Collaborate
Branding is not a solo act. It is a community that requires a multi-level team of executives and employees, marketing and PR, a branding firm, suppliers and stockholders. Like the cathedral builders of yore, it takes scores of specialized craftsmen and years to build a charismatic brand. These "branding craftsmen" share ideas and coordinate efforts across an entire creative network. In short, they collaborate. The more brains acting in UNITY, the more likely the success of the brand.The three models listed below demonstrate the various executions of brand collaboration:
- The one-stop shop is the place where all responsibilities of branding--research, strategy, design, campaigns, tracking--takes place such as in an advertising agency. The one-stop shop advantage is the unity of the message and ease of brand management for the client. The disadvantage is that an offering of broad and varied services can often times result in a watered-down talent pool in one or more of those services. Additionally, the client has less control of the management of their brand.

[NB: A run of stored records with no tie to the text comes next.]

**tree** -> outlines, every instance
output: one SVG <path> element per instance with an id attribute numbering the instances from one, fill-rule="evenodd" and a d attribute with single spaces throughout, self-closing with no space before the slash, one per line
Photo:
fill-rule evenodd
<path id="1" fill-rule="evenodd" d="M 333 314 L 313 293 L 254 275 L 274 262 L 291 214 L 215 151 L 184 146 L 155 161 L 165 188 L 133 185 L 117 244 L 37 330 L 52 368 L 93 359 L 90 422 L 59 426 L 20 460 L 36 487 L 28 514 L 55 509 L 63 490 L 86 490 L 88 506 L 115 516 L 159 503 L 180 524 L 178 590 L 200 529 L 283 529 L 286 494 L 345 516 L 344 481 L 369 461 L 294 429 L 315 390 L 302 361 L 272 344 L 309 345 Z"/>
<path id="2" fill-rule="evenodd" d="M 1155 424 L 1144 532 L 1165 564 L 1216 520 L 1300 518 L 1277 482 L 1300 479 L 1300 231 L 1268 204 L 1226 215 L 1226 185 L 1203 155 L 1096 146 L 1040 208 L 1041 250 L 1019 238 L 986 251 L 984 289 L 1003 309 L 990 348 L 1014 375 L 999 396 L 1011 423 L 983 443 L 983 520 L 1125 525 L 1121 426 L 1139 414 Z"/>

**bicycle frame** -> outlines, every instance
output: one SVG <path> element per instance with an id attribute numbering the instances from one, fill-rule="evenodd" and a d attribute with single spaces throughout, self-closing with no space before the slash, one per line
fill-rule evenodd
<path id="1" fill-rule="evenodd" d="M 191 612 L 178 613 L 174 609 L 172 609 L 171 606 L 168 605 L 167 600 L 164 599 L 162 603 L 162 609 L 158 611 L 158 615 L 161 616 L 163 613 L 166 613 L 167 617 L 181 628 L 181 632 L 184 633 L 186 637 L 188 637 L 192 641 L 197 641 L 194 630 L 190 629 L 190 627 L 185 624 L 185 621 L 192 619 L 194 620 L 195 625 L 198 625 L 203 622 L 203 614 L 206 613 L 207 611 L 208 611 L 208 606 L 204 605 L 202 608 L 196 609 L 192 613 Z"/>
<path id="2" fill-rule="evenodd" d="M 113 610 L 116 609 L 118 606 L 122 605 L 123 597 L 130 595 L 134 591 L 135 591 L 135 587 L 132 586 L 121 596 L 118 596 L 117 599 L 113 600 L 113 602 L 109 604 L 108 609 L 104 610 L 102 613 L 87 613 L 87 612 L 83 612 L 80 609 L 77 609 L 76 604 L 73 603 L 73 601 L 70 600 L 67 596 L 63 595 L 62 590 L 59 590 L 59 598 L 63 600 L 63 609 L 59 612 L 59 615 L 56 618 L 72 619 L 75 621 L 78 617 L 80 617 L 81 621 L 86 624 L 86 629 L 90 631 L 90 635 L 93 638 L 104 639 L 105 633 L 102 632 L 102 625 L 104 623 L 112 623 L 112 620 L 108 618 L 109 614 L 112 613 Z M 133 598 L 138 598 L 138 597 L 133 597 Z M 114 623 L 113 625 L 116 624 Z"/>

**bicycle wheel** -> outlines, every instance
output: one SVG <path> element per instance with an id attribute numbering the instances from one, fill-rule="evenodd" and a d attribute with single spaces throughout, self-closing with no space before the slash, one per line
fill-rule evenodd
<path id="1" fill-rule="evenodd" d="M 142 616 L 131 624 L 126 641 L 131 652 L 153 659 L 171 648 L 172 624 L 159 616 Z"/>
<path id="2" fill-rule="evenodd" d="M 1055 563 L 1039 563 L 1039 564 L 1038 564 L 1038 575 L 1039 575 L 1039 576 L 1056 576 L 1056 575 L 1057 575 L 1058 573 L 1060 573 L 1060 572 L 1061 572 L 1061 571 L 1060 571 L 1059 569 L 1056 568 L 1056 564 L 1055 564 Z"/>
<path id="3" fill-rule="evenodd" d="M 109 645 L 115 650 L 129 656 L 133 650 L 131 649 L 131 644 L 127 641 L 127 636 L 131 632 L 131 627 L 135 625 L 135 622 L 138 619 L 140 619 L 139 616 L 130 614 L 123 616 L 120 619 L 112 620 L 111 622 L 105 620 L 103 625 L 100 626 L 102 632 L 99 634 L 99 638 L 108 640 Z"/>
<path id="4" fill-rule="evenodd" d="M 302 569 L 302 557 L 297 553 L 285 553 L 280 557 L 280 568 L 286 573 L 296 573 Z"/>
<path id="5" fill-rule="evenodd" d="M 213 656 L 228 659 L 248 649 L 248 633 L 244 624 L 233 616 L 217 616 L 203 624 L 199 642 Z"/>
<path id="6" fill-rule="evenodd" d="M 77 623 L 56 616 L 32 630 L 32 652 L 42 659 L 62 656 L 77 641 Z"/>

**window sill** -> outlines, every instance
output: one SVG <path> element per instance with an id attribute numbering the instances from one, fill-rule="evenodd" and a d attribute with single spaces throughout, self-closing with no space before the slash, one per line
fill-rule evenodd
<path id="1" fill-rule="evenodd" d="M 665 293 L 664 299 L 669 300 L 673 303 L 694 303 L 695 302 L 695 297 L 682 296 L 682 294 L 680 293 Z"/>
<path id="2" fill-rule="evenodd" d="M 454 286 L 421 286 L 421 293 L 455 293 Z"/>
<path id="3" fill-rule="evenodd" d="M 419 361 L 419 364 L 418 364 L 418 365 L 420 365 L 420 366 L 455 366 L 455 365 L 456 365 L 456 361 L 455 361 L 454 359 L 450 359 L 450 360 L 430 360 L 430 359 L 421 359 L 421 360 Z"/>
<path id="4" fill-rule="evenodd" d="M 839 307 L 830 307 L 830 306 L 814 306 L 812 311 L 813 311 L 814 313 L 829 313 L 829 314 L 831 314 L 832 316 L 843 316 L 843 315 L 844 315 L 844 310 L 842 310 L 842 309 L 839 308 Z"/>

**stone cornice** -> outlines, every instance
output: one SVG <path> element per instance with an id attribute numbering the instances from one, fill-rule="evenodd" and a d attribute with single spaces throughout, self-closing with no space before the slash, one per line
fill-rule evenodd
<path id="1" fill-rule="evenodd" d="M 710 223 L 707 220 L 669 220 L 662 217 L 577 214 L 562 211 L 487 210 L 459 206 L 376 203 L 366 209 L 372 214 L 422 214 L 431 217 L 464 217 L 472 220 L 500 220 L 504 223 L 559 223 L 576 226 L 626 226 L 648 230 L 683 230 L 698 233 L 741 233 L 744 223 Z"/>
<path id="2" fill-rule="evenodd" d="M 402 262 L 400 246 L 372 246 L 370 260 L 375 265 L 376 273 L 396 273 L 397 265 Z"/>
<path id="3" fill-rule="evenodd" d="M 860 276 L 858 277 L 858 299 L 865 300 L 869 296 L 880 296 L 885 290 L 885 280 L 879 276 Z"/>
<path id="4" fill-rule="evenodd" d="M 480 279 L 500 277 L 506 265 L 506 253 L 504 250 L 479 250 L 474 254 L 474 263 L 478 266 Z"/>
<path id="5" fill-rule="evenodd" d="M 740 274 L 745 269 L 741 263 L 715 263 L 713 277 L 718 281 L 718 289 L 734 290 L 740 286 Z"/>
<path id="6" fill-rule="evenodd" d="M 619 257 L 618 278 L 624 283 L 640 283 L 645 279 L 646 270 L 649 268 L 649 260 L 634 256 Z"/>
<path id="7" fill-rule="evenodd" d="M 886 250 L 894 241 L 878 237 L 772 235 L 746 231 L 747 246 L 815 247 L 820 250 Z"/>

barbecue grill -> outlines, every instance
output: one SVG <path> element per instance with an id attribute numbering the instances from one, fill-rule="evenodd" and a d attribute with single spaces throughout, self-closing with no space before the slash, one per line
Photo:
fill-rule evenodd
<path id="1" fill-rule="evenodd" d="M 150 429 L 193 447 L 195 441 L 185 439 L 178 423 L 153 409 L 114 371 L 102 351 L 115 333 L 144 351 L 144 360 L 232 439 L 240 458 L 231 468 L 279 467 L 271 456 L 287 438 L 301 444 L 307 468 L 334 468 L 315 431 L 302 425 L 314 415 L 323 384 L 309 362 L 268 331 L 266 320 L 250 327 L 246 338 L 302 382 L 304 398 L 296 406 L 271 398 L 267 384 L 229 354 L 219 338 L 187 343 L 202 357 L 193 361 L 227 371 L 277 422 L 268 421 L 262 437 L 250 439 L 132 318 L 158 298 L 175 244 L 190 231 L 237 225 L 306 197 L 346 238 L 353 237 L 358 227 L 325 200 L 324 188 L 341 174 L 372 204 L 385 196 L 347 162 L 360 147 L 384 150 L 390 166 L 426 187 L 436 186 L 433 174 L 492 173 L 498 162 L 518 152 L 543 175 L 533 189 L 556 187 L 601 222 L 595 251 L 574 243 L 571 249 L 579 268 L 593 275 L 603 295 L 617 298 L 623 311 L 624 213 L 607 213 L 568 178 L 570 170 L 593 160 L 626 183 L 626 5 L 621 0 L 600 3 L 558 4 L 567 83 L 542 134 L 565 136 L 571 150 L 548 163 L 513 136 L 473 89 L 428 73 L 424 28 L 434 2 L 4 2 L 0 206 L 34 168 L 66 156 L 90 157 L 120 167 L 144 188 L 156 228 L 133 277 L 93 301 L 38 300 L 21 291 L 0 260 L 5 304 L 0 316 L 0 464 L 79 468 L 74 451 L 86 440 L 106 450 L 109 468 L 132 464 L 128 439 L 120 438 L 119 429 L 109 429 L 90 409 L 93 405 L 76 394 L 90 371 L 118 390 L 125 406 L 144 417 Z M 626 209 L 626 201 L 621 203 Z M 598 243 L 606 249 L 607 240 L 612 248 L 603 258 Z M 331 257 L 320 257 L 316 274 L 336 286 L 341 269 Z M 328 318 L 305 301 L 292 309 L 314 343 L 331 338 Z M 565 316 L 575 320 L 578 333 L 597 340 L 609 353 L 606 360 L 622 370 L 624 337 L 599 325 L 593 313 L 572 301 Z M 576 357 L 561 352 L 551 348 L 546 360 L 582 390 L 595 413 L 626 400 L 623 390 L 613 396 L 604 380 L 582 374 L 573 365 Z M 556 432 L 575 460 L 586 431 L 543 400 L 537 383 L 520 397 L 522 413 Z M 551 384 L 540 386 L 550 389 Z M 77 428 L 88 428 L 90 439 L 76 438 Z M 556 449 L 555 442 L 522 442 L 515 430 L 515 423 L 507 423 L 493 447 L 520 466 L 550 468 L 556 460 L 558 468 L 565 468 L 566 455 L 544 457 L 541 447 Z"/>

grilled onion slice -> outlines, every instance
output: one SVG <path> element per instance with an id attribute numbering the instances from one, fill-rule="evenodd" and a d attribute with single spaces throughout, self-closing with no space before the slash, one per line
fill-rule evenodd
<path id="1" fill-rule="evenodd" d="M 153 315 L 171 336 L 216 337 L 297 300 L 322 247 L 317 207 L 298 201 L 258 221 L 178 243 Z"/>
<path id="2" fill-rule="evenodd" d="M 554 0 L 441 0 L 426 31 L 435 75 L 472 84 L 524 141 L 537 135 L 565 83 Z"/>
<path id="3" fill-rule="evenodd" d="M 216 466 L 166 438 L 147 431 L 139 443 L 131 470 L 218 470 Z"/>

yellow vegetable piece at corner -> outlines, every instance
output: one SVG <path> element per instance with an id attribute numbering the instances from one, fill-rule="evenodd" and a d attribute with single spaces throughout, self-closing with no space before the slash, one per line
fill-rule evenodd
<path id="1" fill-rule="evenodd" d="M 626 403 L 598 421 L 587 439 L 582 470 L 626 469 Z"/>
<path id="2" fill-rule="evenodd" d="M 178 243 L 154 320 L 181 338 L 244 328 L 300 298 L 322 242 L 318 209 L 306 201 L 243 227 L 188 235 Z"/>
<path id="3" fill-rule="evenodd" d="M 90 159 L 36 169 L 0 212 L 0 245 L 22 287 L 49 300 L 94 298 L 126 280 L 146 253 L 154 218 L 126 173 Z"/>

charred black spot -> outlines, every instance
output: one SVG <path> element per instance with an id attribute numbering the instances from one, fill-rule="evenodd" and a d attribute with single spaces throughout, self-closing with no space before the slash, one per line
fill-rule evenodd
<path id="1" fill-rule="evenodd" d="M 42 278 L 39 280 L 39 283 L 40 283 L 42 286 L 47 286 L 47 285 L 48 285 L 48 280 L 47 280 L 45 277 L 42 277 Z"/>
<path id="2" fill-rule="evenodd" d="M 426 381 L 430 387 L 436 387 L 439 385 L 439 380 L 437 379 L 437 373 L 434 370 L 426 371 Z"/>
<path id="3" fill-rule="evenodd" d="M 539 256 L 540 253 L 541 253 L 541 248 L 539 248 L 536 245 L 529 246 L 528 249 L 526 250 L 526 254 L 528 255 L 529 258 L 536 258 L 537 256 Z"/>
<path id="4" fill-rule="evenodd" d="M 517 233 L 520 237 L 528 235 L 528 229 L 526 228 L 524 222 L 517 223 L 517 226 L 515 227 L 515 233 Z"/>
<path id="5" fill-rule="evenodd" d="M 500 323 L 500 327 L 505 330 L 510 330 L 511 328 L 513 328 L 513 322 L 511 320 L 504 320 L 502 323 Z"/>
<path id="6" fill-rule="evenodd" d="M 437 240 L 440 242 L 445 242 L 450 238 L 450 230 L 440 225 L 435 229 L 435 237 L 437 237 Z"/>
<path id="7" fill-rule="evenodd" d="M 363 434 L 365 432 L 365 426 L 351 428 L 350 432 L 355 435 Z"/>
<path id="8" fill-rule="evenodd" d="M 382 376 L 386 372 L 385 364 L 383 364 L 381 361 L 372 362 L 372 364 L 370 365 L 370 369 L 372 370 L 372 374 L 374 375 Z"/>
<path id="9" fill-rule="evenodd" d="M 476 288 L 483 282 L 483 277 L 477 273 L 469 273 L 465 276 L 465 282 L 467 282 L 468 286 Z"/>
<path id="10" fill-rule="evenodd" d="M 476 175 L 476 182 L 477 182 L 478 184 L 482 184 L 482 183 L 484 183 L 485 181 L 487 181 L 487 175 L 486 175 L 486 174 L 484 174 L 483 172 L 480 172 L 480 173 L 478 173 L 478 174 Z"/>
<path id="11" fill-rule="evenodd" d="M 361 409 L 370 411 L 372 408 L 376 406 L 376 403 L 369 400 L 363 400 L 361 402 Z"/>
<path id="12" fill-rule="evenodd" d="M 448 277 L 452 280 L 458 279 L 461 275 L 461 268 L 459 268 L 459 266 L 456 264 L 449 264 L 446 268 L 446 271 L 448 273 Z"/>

- The brand agency acts as a contractor of the brand for the client, subcontracting only the necessary responsibilities of branding to the "best of the best" for that application. The brand agency, like Hornsby Brand Design, heads the project and gathers the best specialists on behalf of the client. The advantage of using a brand agency is that the brand message is developed by expert talent gathered for just the needs of the brand creation and the agency maintains unity across all media applications. Additionally, the client company is unfettered with researching and developing these talent pools. The disadvantage is that the brand control still lies outside of the company, but this can be remedied with close interaction between the brand agency and the company.
- The in-house marketing department has the advantages of the brand agency in that they can subcontract specialists while hiring full-time managers of the brand, giving the company full control of their brand. The disadvantage is the inability to think outside the box. Working with the same brand in the same environment with the same resources can limit a creative and fresh approach to branding and risk repackaging the same old processes and philosophies with only a new ribbon. Success of this paradigm requires a strong internal team with lots of access to innovation.